Los árboles cítricos pueden ser atacados por muchos insectos y parásitos diferentes: por esta razón, es necesario verificar siempre el estado de las hojas, para estar preparados para intervenir con productos especiales.

La coleccion



Cuando los frutos de los árboles están maduros, puede proceder con la cosecha: para llevar a cabo esta operación con mayor cuidado, es aconsejable usar un par de tijeras, para poder separar la fruta limpiamente sin dañar la rama o la fruta misma. . Las frutas deben almacenarse en un lugar que tenga un cambio de aire y que esté seco: la humedad de hecho podría hacer que los cítricos sean atacados por el moho y pudrirlos.

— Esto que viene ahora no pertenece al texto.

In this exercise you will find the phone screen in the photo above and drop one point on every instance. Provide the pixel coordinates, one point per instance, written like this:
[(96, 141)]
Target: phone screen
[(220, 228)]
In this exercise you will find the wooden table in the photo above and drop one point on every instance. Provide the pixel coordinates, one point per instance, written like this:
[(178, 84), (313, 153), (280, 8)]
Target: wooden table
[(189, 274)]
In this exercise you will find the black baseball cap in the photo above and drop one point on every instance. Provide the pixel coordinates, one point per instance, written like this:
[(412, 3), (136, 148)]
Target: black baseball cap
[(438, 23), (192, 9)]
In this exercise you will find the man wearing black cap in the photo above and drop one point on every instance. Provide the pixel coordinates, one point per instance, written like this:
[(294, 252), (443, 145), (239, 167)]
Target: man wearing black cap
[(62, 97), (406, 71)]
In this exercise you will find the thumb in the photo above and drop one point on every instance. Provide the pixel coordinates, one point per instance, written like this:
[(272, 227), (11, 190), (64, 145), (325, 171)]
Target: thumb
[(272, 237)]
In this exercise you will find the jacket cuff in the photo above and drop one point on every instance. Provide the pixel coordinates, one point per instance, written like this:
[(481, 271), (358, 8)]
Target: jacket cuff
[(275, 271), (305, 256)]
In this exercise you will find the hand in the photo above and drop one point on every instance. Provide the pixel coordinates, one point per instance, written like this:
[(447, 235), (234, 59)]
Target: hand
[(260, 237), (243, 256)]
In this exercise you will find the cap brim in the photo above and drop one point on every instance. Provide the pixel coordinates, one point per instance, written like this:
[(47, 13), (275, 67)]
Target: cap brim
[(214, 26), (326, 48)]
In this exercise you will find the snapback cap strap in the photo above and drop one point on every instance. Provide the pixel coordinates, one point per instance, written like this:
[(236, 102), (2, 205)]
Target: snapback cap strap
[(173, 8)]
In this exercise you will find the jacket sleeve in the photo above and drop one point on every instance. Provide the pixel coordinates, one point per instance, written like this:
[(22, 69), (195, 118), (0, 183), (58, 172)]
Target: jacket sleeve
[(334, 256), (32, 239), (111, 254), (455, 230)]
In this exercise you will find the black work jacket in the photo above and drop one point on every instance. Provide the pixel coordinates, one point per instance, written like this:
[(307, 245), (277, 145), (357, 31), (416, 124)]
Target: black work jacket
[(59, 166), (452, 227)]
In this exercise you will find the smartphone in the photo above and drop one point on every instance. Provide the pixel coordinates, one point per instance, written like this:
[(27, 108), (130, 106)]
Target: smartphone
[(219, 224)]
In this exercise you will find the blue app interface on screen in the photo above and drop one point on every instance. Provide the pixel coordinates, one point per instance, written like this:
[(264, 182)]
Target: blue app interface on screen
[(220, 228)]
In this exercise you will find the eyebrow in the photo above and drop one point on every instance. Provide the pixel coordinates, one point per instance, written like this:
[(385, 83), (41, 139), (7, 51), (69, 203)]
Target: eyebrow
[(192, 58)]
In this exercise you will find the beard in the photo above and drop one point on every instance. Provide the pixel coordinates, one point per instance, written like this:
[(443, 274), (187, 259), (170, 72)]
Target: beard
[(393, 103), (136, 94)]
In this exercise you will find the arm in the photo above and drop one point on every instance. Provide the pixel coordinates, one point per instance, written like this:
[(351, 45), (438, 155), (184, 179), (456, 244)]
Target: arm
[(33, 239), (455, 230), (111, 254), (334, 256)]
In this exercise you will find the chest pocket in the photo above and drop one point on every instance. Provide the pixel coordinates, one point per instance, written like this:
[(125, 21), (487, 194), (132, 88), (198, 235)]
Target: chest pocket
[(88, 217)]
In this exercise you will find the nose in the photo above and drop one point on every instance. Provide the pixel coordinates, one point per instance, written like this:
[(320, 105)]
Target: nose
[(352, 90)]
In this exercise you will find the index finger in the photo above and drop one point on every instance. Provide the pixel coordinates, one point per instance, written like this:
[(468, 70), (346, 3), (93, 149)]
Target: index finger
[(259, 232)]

Por la misma razón, es mejor cosechar la fruta durante las horas cálidas del día, cuando el sol ha provocado que la humedad nocturna se seque: de esta manera, las frutas cosechadas se secarán antes y estarán listas de inmediato para colocarse en el lugar donde será guardado

Cultivo en maceta



A menudo, a lo largo de los siglos, los cítricos se han cultivado en macetas para preservarlos mejor durante el invierno (esta es la razón por la cual muchas villas nobles tienen edificios llamados "casas de limón". De hecho, esta es la mayor ventaja de esto tipo de cultivo: el árbol se puede mover según la temperatura, por lo tanto, en invierno se puede colocar en un lugar protegido, mientras que en verano y en primavera se puede mantener expuesto al sol. de agua: en la base de la maceta (que debe estar en terracota, para favorecer la oxigenación del suelo y las raíces) se deben colocar piedras, lo que facilitará el flujo de agua. Periódicamente, se debe realizar un trasplante, para el propósito cambiar el suelo (aproximadamente cada cuatro años).